In June I had a break from monotony when I took 5 girls from my village to a weeklong girl’s camp run by PCVs. They were the top girls from all my classes and the camp was to help them make connections with other hard working girls in the south of Benin and also successful Beninese women who had worked really hard to get where they are in the hopes of inspiring them to stay in school and make Benin a better place for themselves and their daughters. There were also hygiene, sex ed, study skills, and malaria prevention sessions, to name a few. It was really cool to be a part of such an awesome event. There are very few girls who graduate from secondary school in Benin and go on to university to become professional women. Most girls drop out to get married, have children, or work. It is also very difficult for girls to keep up in school while they have so much responsibility at home. The best part of the camp, I think, was the small group time the girls had to talk to various successful Beninese women. There was a mayor, a doctor, an entrepreneur, and several other professions. I can tell my girls a thousand times to stay in school and work to become something more but if I strong independent Beninese woman says it, there is such a big difference. This camp inspired me to attempt to do a girl’s camp in my region next year for all the top female students in the surrounding schools. I’m currently talking to my work partner and other people in my village to see if it is possible. If anything comes of this, I’ll let you know…probably by asking for money for it lol.
After the camp, I went directly to Cotonou to welcome the new volunteers who came to Benin this summer!!! It was really cool to be with them their first few days in country and explain life in Benin to them a little bit. It was also weird to have that many new Americans around. I’ve become so used to seeing them exact same people all the time that having new Americans here was surreal. Seven of them are coming to live and work in my region and 2 of them are going to be around an hour away from me!!! New friends! I am going to bombard them with intense energy. They swear in on Sept 15 and move to their villages a few days after that. I also had to say goodbye to the volunteers who were leaving this summer as well. We serve for two years and a new group comes every year so all my friends from the group who came the year before me were leaving to go back to America. That was very difficult, especially with the people from my region. Those were the volunteers I saw the most and they became my support network and my family. We had regular taco nights (not real tacos, but close) and hang outs and it is going to be a little difficult at first to not have them around.

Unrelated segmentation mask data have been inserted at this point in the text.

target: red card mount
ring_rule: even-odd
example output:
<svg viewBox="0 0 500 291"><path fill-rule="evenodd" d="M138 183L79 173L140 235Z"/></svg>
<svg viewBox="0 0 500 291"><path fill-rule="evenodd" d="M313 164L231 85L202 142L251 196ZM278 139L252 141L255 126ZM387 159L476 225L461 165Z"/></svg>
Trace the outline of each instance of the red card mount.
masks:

But with the new volunteers replacing them and coming to new posts in my region, I should be good. And to think, I have less than a year left here! Crazy! School starts in a couple weeks, along with my reading/discussion club, so bring on the machetes!!!!

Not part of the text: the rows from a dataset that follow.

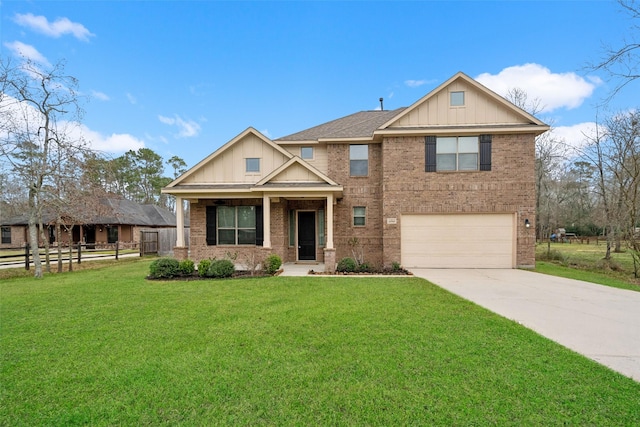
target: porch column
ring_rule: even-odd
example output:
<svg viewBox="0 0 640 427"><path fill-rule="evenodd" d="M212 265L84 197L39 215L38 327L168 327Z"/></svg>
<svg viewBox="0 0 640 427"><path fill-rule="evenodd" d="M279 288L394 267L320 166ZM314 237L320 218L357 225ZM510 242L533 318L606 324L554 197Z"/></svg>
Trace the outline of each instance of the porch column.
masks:
<svg viewBox="0 0 640 427"><path fill-rule="evenodd" d="M184 210L182 207L182 197L176 197L176 246L184 247Z"/></svg>
<svg viewBox="0 0 640 427"><path fill-rule="evenodd" d="M327 196L327 249L333 249L333 194Z"/></svg>
<svg viewBox="0 0 640 427"><path fill-rule="evenodd" d="M271 199L266 194L262 196L262 231L262 247L271 248Z"/></svg>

Funny story/ridiculous story: When I was buying fried yams in my market a few weeks ago I was handed a coin straight from the red hot coals of the mama’s fire. How did this happen? Well I handed her a bigger coin and needed change. She exchanged the coin with a different woman and in the transfer, dropped one of the coins in to the fire that she was frying yams on. She proceeded to pick up the coin out of the fire with her bare hands and then hand me my coins. Not paying attention, I grabbed the coins and one of them burned a hole into my palm. As I drop the coin and swear, the woman says, “Doucement!”, which means “watch out!” two seconds too late. Beninese women have oddly thick skin on their hands from a lifetime of work. They can grab boiling pots from a fire without oven mitts and apparently pick change out of a pile of hot coals. As I was walking away from this woman and nursing my hand, another woman yells at me, “What are you looking for?!?” I distractedly said I was looking for oranges. She shouted at me, “Those do not exist!” and walked away. I have heard my village name, Lobogo, means “under the orange tree”….It was not my day in the market.